Think hospitals are designed for quiet patient comfort? A recent study indicates that quiet is anything but the norm for some hospitals with sound levels nearing the equivalent of a chain saw.
The study, conducted by researchers from the Mayo Clinic in Rochester, Minnesota and conducted at Mayo’s St. Mary’s Hospital during the night shift, planted noise-measuring devices in empty patient rooms to determine just how disruptive life in a hospital could be, reported CNN.
Overnight, the measuring devices reported peak noise readings of 113 decibels (somewhere between a leaf blower and a chainsaw), with an average noise level of 45 decibels. When one of the researchers slept in a room overnight, she reported being awakened by a roommate’s IV pump alarm, when the portable x-ray machine was rolled into the room mid-morning, and by the taps of a doctor’s dress shoes in the hallway.

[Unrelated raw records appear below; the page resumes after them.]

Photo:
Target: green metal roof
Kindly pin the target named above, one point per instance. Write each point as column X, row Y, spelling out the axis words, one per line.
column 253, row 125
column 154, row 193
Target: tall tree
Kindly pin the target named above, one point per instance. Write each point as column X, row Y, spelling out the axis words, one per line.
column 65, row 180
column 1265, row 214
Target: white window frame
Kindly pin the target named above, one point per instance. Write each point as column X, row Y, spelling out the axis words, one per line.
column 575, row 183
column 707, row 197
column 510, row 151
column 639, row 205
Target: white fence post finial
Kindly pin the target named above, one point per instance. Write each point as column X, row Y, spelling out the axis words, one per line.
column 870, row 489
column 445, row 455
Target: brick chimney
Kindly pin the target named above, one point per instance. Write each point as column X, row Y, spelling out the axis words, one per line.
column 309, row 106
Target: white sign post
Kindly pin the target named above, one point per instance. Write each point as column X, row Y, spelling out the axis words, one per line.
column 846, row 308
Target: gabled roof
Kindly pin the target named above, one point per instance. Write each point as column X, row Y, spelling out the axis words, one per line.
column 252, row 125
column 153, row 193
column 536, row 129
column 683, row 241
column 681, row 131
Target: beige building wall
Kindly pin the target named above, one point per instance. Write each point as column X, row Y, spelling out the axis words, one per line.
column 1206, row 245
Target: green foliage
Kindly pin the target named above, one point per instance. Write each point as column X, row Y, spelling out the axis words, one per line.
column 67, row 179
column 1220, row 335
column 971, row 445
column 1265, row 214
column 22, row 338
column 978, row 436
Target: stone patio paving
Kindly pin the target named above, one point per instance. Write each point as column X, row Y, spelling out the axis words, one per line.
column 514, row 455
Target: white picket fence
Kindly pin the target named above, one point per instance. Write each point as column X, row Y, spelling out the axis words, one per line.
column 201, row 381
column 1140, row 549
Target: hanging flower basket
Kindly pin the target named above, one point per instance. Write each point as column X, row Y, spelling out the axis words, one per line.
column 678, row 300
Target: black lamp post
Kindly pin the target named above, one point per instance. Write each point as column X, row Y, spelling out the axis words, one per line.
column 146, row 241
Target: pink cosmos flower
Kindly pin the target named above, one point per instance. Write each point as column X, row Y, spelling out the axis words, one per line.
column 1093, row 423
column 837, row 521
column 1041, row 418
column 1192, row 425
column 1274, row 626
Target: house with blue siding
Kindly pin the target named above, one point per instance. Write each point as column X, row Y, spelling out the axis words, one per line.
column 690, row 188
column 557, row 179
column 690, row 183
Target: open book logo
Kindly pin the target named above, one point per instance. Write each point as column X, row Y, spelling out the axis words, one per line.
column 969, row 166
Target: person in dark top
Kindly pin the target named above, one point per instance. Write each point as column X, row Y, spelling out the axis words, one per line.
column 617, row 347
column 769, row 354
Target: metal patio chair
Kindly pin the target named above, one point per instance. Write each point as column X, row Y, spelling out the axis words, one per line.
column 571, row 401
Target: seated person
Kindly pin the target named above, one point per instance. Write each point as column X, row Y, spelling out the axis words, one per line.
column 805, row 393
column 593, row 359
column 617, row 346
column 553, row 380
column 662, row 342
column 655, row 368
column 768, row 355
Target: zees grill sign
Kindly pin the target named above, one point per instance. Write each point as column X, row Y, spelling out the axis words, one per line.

“I realized it would be even more frustrating for the patients, who would also be dealing with pain, and having tubes going into their bodies,” Cheryl Cmiel, the nurse who started the study after receiving numerous complaints regarding noise levels, told CNN. “It really was an eye-opener.”
The findings, however, have now been incorporated into design changes intended to reduce the noises patients hear, allowing them to rest and recover. Rubber pads have been attached to metal chart holders making clipboards less noisy. X-rays are performed at 10 p.m. rather than 3 a.m. Clunky and noisy dispensers that formerly held rolls of paper towels have been replaced by silent folded towel dispensers.
Overall, the changes mean noise levels at Mayo’s St. Mary’s Hospital have been reduced to a peak of 86 decibels, similar to heavy traffic, with an average noise level of 42 decibels, about the equivalent of a quiet neighborhood.